Summarizing, the main aim of our analysis was testing the hypothesis that certain ILC/IDLC histological features could lead to a particular growth pattern, in which MRI could have an increased diagnostic sensitivity. The current study confirms our starting hypothesis.
Furthermore, not all the authors agree that MRI improved sensitivity translated into short-term surgical outcome or long-term patient benefit .
This has also been reflected in the disagreements seen between the different guidelines in recent years; European Society of Breast Imaging  and EUSOMA working group  guidelines suggest a strong recommendation for the use of preoperative MRI for ILC. However, the American College of Radiology guidelines , later updated in 2013 , do not provide any recommendation about the use of preoperative MRI in patients affected by ILC, reporting insufficient evidence about this topic.
We evaluated also the size of the lesions and the difference between diagnostic imaging.
In the current study, the size of the lesion is significantly overestimated and underestimated with MRI and US, respectively, when compared to average size measured on surgical specimen; instead lesion size measured on MRX and the surgical specimen were relatively similar.
In the previous literature reviews, other authors have emphasised the trend for MRI overestimation of lesion size [3, 11, 26]. Conversely, some reports suggested that MRI could have a higher accuracy in determining tumour size if compared to MRX and US [7, 27].
We hypothesized the MRI overestimation we detected,could be explained by the presence of histological peritumoral vascular/lymphatic invasion. However, no correlation was found between MRI overestimation and this histological feature. To our knowledge, this is the first study testing the correlation between MRI overestimation of the size and histological features of the index lesion. We hypothesized also that the presence of additional cancer areas detected by MRI could be correlated to the presence of certain histological cancer markers. To our knowledge, this is the first study testing this topic; anyway no correlation was documented.

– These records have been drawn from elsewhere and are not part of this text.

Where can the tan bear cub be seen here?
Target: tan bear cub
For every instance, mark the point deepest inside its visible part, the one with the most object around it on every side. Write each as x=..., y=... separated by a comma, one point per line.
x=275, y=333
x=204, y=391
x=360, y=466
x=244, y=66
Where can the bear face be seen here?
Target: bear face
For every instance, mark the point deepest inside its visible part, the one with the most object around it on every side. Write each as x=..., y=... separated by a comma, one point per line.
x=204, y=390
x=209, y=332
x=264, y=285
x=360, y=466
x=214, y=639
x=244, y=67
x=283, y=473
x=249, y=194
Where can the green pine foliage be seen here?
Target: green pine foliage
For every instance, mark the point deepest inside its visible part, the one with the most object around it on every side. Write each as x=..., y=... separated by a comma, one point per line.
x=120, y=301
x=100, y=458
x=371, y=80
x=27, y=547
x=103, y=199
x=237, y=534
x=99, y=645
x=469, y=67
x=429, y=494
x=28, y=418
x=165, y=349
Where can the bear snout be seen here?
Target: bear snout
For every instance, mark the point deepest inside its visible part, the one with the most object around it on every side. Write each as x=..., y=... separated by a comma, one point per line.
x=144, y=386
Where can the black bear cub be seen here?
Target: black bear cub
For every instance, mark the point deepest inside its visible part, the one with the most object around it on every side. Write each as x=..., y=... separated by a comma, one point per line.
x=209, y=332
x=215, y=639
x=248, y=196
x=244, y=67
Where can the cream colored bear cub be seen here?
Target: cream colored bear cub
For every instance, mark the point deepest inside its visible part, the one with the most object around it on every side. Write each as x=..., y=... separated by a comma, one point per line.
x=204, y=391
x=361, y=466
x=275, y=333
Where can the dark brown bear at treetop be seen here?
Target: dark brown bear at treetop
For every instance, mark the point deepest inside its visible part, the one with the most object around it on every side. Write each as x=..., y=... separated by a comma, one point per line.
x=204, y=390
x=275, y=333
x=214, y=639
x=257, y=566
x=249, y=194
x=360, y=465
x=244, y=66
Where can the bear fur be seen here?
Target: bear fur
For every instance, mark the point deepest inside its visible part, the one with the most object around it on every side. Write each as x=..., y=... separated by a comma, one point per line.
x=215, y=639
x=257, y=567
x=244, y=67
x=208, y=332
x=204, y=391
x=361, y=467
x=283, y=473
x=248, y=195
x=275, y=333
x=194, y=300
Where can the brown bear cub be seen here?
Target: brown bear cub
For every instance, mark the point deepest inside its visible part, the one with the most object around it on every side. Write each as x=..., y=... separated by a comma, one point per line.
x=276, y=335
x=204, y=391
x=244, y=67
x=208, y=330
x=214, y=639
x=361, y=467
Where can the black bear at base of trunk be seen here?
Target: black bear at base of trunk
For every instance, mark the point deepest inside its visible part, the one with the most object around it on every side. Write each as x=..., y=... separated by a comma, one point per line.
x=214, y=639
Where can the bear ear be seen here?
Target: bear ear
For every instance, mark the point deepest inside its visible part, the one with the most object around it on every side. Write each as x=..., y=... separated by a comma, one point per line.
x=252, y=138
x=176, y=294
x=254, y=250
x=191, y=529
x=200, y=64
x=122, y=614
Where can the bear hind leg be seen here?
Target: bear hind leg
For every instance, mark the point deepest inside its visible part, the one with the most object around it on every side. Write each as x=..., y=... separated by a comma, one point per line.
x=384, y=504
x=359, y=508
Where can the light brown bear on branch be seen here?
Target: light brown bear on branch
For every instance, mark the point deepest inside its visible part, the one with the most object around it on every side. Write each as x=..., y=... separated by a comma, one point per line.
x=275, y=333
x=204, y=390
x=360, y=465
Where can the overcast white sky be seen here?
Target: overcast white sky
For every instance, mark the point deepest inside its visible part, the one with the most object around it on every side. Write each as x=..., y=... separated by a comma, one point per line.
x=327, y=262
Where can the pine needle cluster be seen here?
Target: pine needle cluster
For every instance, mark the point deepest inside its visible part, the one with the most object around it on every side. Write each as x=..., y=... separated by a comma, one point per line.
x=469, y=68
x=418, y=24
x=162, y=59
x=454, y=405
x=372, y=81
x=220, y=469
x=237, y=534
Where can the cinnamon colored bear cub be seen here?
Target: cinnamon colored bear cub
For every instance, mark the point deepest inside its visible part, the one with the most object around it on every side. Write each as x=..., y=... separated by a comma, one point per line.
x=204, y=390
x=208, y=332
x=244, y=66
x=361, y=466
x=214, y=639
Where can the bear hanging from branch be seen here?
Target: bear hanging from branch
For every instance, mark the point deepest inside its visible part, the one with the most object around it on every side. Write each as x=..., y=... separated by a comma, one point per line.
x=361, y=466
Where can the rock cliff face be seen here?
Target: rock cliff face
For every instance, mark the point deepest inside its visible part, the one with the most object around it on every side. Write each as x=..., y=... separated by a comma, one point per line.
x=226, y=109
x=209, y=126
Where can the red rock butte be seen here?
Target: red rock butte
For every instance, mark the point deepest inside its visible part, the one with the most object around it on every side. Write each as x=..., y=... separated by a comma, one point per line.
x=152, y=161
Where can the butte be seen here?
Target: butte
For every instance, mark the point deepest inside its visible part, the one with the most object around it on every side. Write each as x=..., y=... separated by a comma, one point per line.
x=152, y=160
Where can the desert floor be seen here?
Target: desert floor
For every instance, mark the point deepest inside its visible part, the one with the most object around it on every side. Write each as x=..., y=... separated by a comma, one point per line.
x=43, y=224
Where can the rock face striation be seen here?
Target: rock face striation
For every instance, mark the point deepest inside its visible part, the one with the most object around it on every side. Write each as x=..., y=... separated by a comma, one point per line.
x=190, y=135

Results from this study show that MRI is a useful tool in the preoperative staging and surgical planning of patients affected by ILC/IDLC. MRI is very sensitive in the detection of multifocal, multicentric, and contralateral disease; it provides additional diagnostic information that is missed with the standard imaging modalities (MRX, US). Thus the targeted use of preoperative breast MRI in patients with a proven biopsy diagnosis of ILC or IDLC could significantly improve the surgical approach, allowing a more appropriate oncologic resection.
The retrospective nature of this study could anyway weaken these results. Prospective data on a larger study population are needed to better evaluate MRI performance in this setting; a randomized controlled trial is aimed to be organized in order to confirm the results that our study suggest.
Conflicts of Interest
The authors declare that there are no conflicts of interest regarding the publication of this paper.